Literature DB >> 20595276

Association of a functional polymorphism in the matrix metalloproteinase-12 promoter region with systemic sclerosis in an Italian population.

Mirko Manetti1, Lidia Ibba-Manneschi, Cinzia Fatini, Serena Guiducci, Giovanna Cuomo, Claudia Bonino, Laura Bazzichi, Vasiliki Liakouli, Roberto Giacomelli, Rosanna Abbate, Stefano Bombardieri, Carlomaurizio Montecucco, Gabriele Valentini, Marco Matucci-Cerinic.   

Abstract

OBJECTIVE: To investigate the possible implication of the matrix metalloproteinase-12 (MMP-12) gene in the genetic predisposition to systemic sclerosis (SSc) susceptibility and clinical phenotype.
METHODS: The MMP-12 rs2276109 A/G functional polymorphism was selected as a genetic marker and genotyped by polymerase chain reaction-restriction fragment length polymorphism assay in 513 unrelated subjects of Italian white ancestry: 250 patients with SSc [146 limited cutaneous SSc (lcSSc), 104 diffuse cutaneous SSc (dcSSc)] and 263 healthy individuals.
RESULTS: A significant difference was observed in MMP-12 rs2276109 genotype distribution between patients with SSc and controls (p = 0.0003), and between lcSSc and dcSSc (p = 0.003). The A allele frequency was significantly higher in patients with SSc than in controls (p = 0.0002), and higher in dcSSc than in lcSSc (p = 0.003). After adjustment for age and sex, the homozygosity for the A allele significantly influenced the predisposition to SSc and to dcSSc (OR 2.44, 95% CI 1.61-3.71, p < 0.0001; OR 4.69, 95% CI 2.36-9.33, p < 0.0001, respectively).
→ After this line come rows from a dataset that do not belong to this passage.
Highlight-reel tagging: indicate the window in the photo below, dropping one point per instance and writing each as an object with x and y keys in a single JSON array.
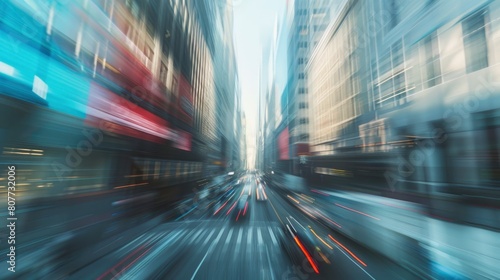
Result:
[
  {"x": 476, "y": 51},
  {"x": 433, "y": 67}
]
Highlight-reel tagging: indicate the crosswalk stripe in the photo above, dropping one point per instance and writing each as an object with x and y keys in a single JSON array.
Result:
[
  {"x": 249, "y": 236},
  {"x": 219, "y": 236},
  {"x": 272, "y": 236},
  {"x": 195, "y": 238},
  {"x": 239, "y": 236},
  {"x": 208, "y": 237}
]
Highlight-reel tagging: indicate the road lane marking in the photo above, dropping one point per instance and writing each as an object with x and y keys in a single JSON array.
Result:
[
  {"x": 259, "y": 236},
  {"x": 271, "y": 233},
  {"x": 208, "y": 237},
  {"x": 219, "y": 236},
  {"x": 249, "y": 236},
  {"x": 229, "y": 236},
  {"x": 194, "y": 239},
  {"x": 270, "y": 265},
  {"x": 202, "y": 260},
  {"x": 355, "y": 262},
  {"x": 239, "y": 237},
  {"x": 298, "y": 223}
]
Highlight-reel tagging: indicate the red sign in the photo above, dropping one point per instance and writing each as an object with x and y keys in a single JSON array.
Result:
[
  {"x": 183, "y": 140},
  {"x": 185, "y": 101},
  {"x": 116, "y": 114}
]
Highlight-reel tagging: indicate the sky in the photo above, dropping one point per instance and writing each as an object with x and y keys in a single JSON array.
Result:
[{"x": 253, "y": 23}]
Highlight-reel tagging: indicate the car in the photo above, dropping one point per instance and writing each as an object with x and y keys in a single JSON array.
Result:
[{"x": 300, "y": 245}]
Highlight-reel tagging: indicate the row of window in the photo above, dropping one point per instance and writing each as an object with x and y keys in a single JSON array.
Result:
[{"x": 156, "y": 169}]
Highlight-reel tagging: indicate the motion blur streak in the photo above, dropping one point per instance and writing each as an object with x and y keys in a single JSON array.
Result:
[
  {"x": 320, "y": 239},
  {"x": 347, "y": 250},
  {"x": 306, "y": 253},
  {"x": 128, "y": 127},
  {"x": 359, "y": 212}
]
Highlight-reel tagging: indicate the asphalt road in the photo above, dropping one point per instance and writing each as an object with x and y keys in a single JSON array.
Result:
[{"x": 208, "y": 242}]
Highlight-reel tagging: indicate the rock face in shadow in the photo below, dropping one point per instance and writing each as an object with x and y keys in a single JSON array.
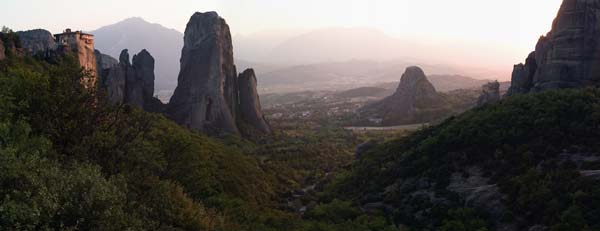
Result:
[
  {"x": 490, "y": 93},
  {"x": 2, "y": 55},
  {"x": 250, "y": 109},
  {"x": 206, "y": 98},
  {"x": 104, "y": 62},
  {"x": 132, "y": 84},
  {"x": 414, "y": 96},
  {"x": 568, "y": 56},
  {"x": 39, "y": 40}
]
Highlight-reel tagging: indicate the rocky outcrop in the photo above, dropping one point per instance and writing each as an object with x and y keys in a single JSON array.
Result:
[
  {"x": 2, "y": 52},
  {"x": 104, "y": 62},
  {"x": 207, "y": 97},
  {"x": 250, "y": 109},
  {"x": 39, "y": 40},
  {"x": 415, "y": 101},
  {"x": 132, "y": 84},
  {"x": 490, "y": 94},
  {"x": 568, "y": 56}
]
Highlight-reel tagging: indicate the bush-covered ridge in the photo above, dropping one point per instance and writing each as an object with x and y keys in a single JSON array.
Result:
[
  {"x": 69, "y": 161},
  {"x": 531, "y": 147}
]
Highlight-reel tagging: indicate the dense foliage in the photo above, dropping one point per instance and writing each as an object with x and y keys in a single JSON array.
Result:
[
  {"x": 533, "y": 147},
  {"x": 69, "y": 161}
]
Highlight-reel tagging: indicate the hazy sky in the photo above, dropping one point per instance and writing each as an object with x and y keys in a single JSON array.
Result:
[{"x": 514, "y": 25}]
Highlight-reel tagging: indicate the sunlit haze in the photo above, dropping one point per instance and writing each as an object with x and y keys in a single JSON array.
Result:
[{"x": 500, "y": 32}]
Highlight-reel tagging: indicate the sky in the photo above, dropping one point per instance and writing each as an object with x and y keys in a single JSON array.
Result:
[{"x": 511, "y": 25}]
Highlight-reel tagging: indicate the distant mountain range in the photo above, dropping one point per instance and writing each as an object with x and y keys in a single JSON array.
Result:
[
  {"x": 136, "y": 34},
  {"x": 360, "y": 73},
  {"x": 320, "y": 58}
]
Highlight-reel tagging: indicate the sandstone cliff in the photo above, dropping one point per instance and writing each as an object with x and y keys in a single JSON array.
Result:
[
  {"x": 415, "y": 94},
  {"x": 132, "y": 84},
  {"x": 250, "y": 109},
  {"x": 490, "y": 93},
  {"x": 207, "y": 95},
  {"x": 39, "y": 40},
  {"x": 2, "y": 55},
  {"x": 568, "y": 56},
  {"x": 104, "y": 62}
]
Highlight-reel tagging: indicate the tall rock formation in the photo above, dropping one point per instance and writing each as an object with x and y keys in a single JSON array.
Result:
[
  {"x": 104, "y": 62},
  {"x": 568, "y": 56},
  {"x": 39, "y": 40},
  {"x": 207, "y": 95},
  {"x": 250, "y": 109},
  {"x": 2, "y": 51},
  {"x": 414, "y": 92},
  {"x": 132, "y": 84},
  {"x": 82, "y": 45},
  {"x": 490, "y": 93},
  {"x": 141, "y": 84},
  {"x": 415, "y": 101}
]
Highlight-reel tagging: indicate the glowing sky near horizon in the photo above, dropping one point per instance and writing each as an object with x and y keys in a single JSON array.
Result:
[{"x": 512, "y": 25}]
A trend toward an association between the AA genotype and lcSSc was observed (p = 0.06). The homozygosity for the A allele was also significantly and independently associated with antitopoisomerase I antibody positivity (OR 6.39, 95% CI 2.18-18.76, p = 0.001) and interstitial lung disease (OR 2.94, 95% CI 1.25-6.95, p = 0.01).
CONCLUSION: The MMP-12 rs2276109 gene polymorphism may contribute to susceptibility to SSc, and in particular to dcSSc and pulmonary fibrosis.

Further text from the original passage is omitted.